Potential Fuel Costs

The cruise ship has the right to increase the fare at any time due to fuel costs leading up to the Initial Departure as well as to require the payment of the additional fare prior to the Initial Departure. Thankfully, this did not happen on our cruise. Also, it should be noted that at least with our cruise, the contract states that you have the right to cancel your cruise and receive the “Refund Amount” (lots of fine print there) within seven days of being notified of additional fare.

Have you cruised before? Where did you go? Any fees you strongly remember?

Ways to Save on Travel

7 thoughts on “Uncovering all the Extra Costs of Going on a Cruise

  1. Linda

    That’s good information. I’ve never been on a cruise but would like to go on one some day with my husband.

  2. WL

    I’ve been on several cruises and have always enjoyed the experiences. (Aside from this dodgy bar in Mexico once but even then, their fish tacos were amazing…)

    Some other hidden costs to account for:
    1. Souvenirs- not just the obvious t-shirts and trinkets, but many ships host on-board art auctions or offer to take professional photo portraits
    2. Gambling money- most ships have casinos or at least bingo and you play using shipboard credit instead of cash so be extra mindful of your final cruise invoice and your credit card balance
    3. “Cover charges”- for example, Norwegian has moved to a casual “freestyle” model that ditches the traditional formal set sit-down dinner times but that means certain on-board restaurants (like the steakhouse or the sushi bar) charge extra
    4. Laundry- you can overpack with clothes as you did or you can bring a minimal amount and have them washed on board to wear again

    You can potentially save on internet by using internet cafes in port.

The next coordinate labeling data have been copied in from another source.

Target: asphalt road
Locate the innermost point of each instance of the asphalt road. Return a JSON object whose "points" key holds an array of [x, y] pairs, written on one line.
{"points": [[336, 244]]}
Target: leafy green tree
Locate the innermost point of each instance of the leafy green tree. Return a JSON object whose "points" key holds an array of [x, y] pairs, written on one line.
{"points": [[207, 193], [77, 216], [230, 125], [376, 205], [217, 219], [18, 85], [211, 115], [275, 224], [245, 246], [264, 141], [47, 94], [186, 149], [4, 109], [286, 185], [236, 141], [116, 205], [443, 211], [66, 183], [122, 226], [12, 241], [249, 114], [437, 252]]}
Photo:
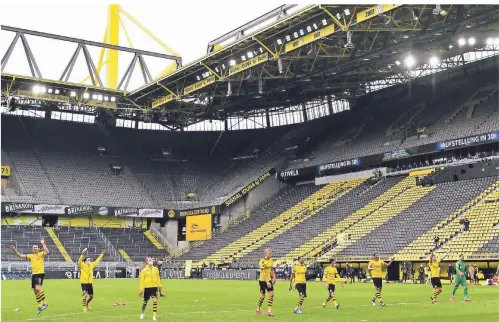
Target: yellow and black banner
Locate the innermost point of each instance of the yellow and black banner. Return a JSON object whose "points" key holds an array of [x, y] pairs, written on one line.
{"points": [[244, 191], [198, 227], [374, 11], [307, 39], [101, 104], [162, 100], [196, 86], [176, 214], [248, 64], [5, 171], [43, 96]]}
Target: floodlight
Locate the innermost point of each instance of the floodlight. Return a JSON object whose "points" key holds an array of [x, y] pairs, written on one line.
{"points": [[409, 61], [434, 60]]}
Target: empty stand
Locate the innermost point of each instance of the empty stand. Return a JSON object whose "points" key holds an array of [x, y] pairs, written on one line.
{"points": [[414, 221], [449, 225], [259, 216], [285, 221]]}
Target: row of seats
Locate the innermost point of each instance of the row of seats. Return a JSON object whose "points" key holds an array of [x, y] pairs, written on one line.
{"points": [[448, 225], [285, 221]]}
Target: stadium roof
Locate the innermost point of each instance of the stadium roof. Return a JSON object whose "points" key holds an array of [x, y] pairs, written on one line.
{"points": [[318, 51]]}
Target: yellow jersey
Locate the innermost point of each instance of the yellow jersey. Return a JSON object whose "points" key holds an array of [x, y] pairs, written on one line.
{"points": [[300, 272], [37, 262], [379, 270], [435, 268], [330, 274], [266, 266], [149, 277], [86, 270]]}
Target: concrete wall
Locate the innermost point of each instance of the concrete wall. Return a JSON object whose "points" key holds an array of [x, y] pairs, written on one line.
{"points": [[265, 191]]}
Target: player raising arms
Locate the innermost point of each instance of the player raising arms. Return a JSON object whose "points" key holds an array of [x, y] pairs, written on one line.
{"points": [[37, 272], [377, 268], [149, 284], [462, 270], [86, 277], [435, 275], [330, 276], [267, 280], [299, 274]]}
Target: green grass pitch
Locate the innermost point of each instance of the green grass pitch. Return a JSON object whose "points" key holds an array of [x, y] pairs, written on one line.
{"points": [[202, 300]]}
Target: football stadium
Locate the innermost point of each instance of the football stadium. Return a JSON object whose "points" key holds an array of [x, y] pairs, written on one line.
{"points": [[319, 162]]}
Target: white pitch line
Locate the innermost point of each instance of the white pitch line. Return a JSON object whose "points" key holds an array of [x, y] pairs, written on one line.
{"points": [[72, 314]]}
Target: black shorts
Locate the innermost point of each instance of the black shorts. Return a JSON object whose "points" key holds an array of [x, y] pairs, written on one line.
{"points": [[37, 279], [435, 282], [264, 287], [378, 282], [302, 289], [87, 288], [150, 292]]}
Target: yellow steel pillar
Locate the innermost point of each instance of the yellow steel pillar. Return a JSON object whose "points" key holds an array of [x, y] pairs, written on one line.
{"points": [[113, 38]]}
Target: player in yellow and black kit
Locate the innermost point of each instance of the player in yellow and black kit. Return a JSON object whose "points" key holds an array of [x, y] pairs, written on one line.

And booking excursions using local operators in port instead of through the cruise company does save money, but be mindful that only excursions booked through the cruise company guarantee to get you back on board in time when the ship leaves.

    Happy sailing!

  3. Tommy Z

    Have you cruised before? Where did you go? Any fees you strongly remember?

    My wife and I cruised the Carribbean a few weeks ago. A few costs not mentioned in this post:

    1. Passports (very expensive now).
    2. Taxi between airport and seaport (twice).
    3. Photographs
    4. Premium Restaurants (surcharges).
    5. Tips at premium restaurants.
    6. Tips for the workers doing the excursions.
    7. Storage lockers on excursions.
    8. Credit card foreign transaction fee charges when in port.